Cleveland and Carolina: A 23-10 home loss to Miami isn’t great, but the Browns’ defensive numbers were – they allowed just 275 total yards, had four sacks and held Miami to an improbable 0.9 yards a carry. Ditto for the Panthers’ defense, which held Seattle to 13 points
Hail to the new defensive bosses.
Bob Sutton in Kansas City. Andy Reid had struggled mightily for a defensive coordinator he could turn to after Jim Johnson’s death in Philly, but Sutton made the most of his first shot after 13 years as a Jets assistant. The Chiefs were swarming, basically pitching as shutout as the Jags’ only points came on a safety. Even in garbage time, the Chiefs were getting it done, allowing 2.5 yards a play getting six sacks and forcing 11 punts.

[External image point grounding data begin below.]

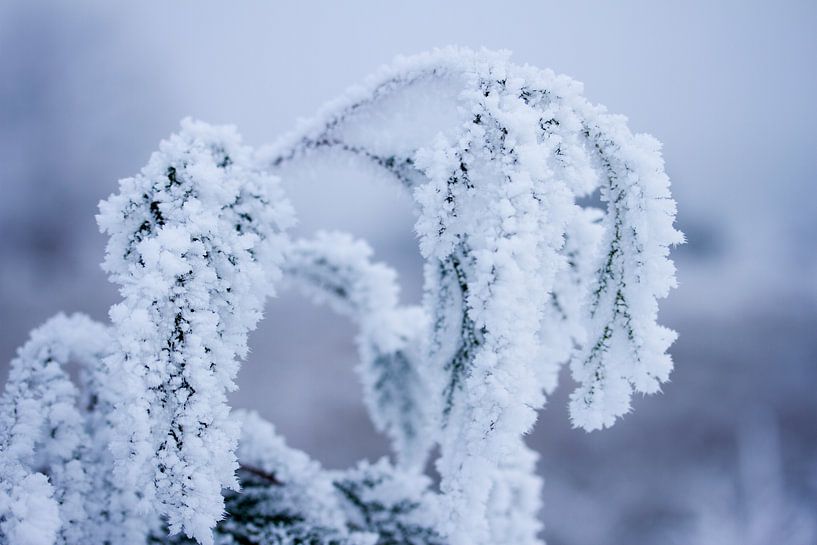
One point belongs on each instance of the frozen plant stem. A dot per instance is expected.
(519, 279)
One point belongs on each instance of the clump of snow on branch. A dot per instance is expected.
(520, 278)
(195, 247)
(336, 268)
(517, 272)
(46, 445)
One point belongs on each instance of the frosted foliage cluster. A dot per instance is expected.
(521, 277)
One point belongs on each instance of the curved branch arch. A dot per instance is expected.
(528, 145)
(519, 278)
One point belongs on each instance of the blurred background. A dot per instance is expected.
(726, 455)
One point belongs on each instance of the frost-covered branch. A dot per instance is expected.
(520, 277)
(195, 248)
(335, 268)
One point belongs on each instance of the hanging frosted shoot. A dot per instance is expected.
(626, 348)
(512, 259)
(335, 268)
(520, 278)
(195, 248)
(46, 458)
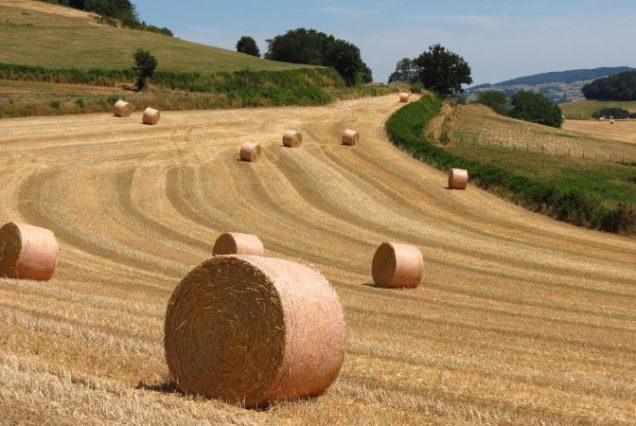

Gregg Williams in Tennessee. He’s not officially the coordinator, but the Titans played Williams-style ball in his first game back from a year’s suspension. The Titans held Pittsburgh to 195 yards – in Pittsburgh – and OLB Zach Brown (two sacks, 9 tackles) put the league on notice that he’s going to be a Pro Bowler before long. Williams’ defenses have been hit or miss, but they were all miss a year ago in Tennessee under Jerry Gray (29.4 PPG against, last in NFL).
Rob Ryan in New Orleans. When Atlanta got up 10-0 early, you wondered if the Saints wouldn’t need 41 to win this. Instead, the Falcons only managed seven more, the Saints forced two turnovers and Brees didn’t need heroics to win it.
Grab bag of stuff and things:
Russell Wilson has still never been blown out of a game as a pro (27 preseason-regular-postseason games) …
The Bears got a lot of hype for their new-look offense, but it was pretty much a replication of what they did last year. Matt Forte had 92 yards, Brandon Marshall had 104, Jay Cutler was good not great (21-33-242, 1 INT, 2 TD). What’s changed? …
Seattle was great with Scoreability last year (8th), but not Sunday – they needed 28.5 yards for every point, which would have ranked them last on the Index a year ago. …
When Danny Amendola went out in the first half with an injury, you could hear an entire New England fan base erupt: WE SHOULA KEPT FACKIN’ WES WELKAH!!
But Amendola came back in the second half, presumably thanks to some miracle of modern science, and was the only reliable option for Tom Brady in the Patriots’ win. He finished with 10 catches, 104 yards, and a lot of NFLShop.com jersey orders. …
Good news for the Lions – in a game where Calvin Johnson only had 37 yards, his teammates combined for 430 of their own. …
Dan Dierdorf and Dick Stockton look more and more like the critics on the Muppet Show with every season. …
The Bengals might be a Super Bowl contender, but at some point two things have to happen: they have to run the ball (18 for 47 from the running backs), and Andy Dalton can't keep having 2-turnover days (four in his last six regular-season games).